Große Wertschätzung für das Amt kam auch von Bundeskanzlerin Dr. Angela Merkel: „So umfassend das Thema IT-Sicherheit ist, so breit ist auch das Aufgabenspektrum des BSI. Es reicht von der Abwehr und Analyse von Cyberangriffen über Beratung und Zertifizierungen bis hin zur Entwicklung von Sicherheitsstandards.“ Digitalisierung und Informations-Sicherheit gehören zusammen: „Wir müssen in beiden Bereichen stark sein.
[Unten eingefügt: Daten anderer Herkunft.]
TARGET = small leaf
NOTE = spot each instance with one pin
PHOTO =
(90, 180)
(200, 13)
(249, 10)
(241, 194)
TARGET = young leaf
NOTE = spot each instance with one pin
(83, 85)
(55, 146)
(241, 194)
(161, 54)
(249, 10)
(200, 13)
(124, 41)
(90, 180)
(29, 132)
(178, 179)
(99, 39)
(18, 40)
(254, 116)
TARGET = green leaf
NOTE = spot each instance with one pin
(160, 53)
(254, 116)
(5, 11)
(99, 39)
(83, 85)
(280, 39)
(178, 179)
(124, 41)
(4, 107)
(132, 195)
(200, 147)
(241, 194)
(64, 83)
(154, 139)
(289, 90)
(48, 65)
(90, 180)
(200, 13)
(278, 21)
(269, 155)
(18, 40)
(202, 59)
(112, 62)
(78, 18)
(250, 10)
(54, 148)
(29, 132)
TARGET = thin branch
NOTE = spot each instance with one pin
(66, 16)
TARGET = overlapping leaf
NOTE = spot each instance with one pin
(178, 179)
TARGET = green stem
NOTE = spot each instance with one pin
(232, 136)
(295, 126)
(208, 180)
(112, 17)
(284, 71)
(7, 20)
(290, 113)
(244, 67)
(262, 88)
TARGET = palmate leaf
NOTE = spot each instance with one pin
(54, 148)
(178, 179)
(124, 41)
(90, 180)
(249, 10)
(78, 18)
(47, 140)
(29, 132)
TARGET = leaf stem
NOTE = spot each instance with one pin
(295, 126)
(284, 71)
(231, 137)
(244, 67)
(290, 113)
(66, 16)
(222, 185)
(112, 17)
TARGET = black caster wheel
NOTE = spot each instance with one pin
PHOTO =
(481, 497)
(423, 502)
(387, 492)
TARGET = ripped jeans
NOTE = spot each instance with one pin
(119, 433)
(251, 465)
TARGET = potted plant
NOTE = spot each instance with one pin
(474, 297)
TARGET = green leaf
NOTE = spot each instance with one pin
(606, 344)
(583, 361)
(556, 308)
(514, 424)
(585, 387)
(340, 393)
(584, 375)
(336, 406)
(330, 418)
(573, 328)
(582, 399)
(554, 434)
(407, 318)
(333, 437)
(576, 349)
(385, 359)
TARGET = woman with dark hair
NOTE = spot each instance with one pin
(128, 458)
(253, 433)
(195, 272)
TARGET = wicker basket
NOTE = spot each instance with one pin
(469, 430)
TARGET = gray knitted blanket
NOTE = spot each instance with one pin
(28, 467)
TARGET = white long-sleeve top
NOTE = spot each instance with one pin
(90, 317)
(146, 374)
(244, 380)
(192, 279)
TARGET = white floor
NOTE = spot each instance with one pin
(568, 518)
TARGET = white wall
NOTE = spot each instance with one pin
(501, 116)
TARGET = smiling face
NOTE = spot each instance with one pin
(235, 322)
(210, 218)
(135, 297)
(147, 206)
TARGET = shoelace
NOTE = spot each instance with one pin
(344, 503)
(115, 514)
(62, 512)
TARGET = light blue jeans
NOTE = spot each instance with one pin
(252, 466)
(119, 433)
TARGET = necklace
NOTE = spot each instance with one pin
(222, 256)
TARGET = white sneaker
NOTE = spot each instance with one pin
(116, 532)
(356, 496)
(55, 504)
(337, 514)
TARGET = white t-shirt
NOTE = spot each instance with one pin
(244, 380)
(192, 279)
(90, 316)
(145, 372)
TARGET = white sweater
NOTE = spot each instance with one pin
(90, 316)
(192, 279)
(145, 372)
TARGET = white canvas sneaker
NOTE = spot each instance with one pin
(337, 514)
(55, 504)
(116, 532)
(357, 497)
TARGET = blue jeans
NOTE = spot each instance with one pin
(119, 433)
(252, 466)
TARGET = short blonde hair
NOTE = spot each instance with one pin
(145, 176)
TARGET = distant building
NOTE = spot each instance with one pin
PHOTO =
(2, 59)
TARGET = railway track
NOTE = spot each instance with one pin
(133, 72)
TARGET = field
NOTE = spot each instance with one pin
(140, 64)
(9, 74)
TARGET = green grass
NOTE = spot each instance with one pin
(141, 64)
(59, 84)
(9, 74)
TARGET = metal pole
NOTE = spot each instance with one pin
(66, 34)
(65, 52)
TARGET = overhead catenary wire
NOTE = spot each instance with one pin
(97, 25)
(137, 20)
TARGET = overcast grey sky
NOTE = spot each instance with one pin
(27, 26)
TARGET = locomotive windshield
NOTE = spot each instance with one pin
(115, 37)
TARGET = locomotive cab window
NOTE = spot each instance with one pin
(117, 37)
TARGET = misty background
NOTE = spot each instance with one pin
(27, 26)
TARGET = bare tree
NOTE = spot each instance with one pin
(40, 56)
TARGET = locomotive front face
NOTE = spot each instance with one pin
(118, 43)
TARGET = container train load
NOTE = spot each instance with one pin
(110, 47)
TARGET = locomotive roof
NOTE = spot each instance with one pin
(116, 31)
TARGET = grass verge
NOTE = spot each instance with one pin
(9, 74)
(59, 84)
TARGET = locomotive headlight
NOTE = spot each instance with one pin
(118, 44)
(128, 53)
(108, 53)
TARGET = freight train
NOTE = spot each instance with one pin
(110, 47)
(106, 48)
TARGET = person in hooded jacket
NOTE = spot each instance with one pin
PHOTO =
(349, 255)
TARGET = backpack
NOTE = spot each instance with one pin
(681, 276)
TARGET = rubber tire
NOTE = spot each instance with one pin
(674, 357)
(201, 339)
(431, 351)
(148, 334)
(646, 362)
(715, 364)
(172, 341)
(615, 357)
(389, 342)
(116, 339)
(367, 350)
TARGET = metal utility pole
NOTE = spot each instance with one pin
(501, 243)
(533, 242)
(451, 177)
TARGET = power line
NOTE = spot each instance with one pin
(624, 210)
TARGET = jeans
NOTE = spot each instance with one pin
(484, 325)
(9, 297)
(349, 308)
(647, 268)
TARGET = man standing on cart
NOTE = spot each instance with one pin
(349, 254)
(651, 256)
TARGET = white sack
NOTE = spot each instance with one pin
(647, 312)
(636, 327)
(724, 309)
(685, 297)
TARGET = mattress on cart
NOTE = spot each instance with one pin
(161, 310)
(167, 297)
Das entscheidet wesentlich darüber, wie erfolgreich Deutschland in Zukunft sein wird. Vor diesem Hintergrund zeigt sich, welch wichtige Rolle das BSI spielt und auch in Zukunft spielen wird. Mit dem IT-Sicherheitsgesetz 2.0 schaffen wir die rechtlichen Voraussetzungen hierfür.“ An den fachlichen Voraussetzungen arbeite das BSI regelmäßig selbst und stelle seine Kompetenzen in der alltäglichen Arbeit und nicht zuletzt auch auf dem Kongress unter Beweis, lobte die Kanzlerin: „Sie machen unser Land sicherer – dafür danke ich Ihnen sehr.“

Dass Informations-Technik und -Sicherheit von zentraler Bedeutung sind, habe auch die Corona-Pandemie noch einmal deutlich unterstrichen, betonte Merkel. Mit Hinblick auf zunehmende Cyberangriffe kommentierte sie: „Daraus müssen wir Lehren ziehen – und das tun wir auch: Zum Beispiel werden beim Ausbau von Krankenhaus-IT künftig mindestens 15 % der Fördergelder in die IT-Sicherheit investiert.“ Das vollständige Video-Grußwort der Bundeskanzlerin ist über https://multimedia.gsb.bund.de/BSI/Video/Veranstaltungen/Kongress2021/Grusswort-Angela-Merkel_210129-30-Jahre-BSI_H264.mp4 im Internet verfügbar.

Der Parlamentarische Staatssekretär beim Bundesministerium des Innern, für Bau und Heimat Prof. Dr. Günter Krings freute sich, der erste Vertreter des Innenministeriums zu sein, der auf einem online abgehaltenen IT-Sicherheitskongress reden dürfe: „Heute fallen also sozusagen Form und Inhalt des Digitalen zusammen.“ Zum Jubiläum beglückwünschte er das BSI: „Sie können auf eine wirklich ereignisreiche Geschichte zurückblicken, in der das BSI viel für die IT-Sicherheit unseres Landes bewirkt hat.“ Auch der Rest Europas schaue gern auf das deutsche Bundesamt – als Benchmark und als Beispiel.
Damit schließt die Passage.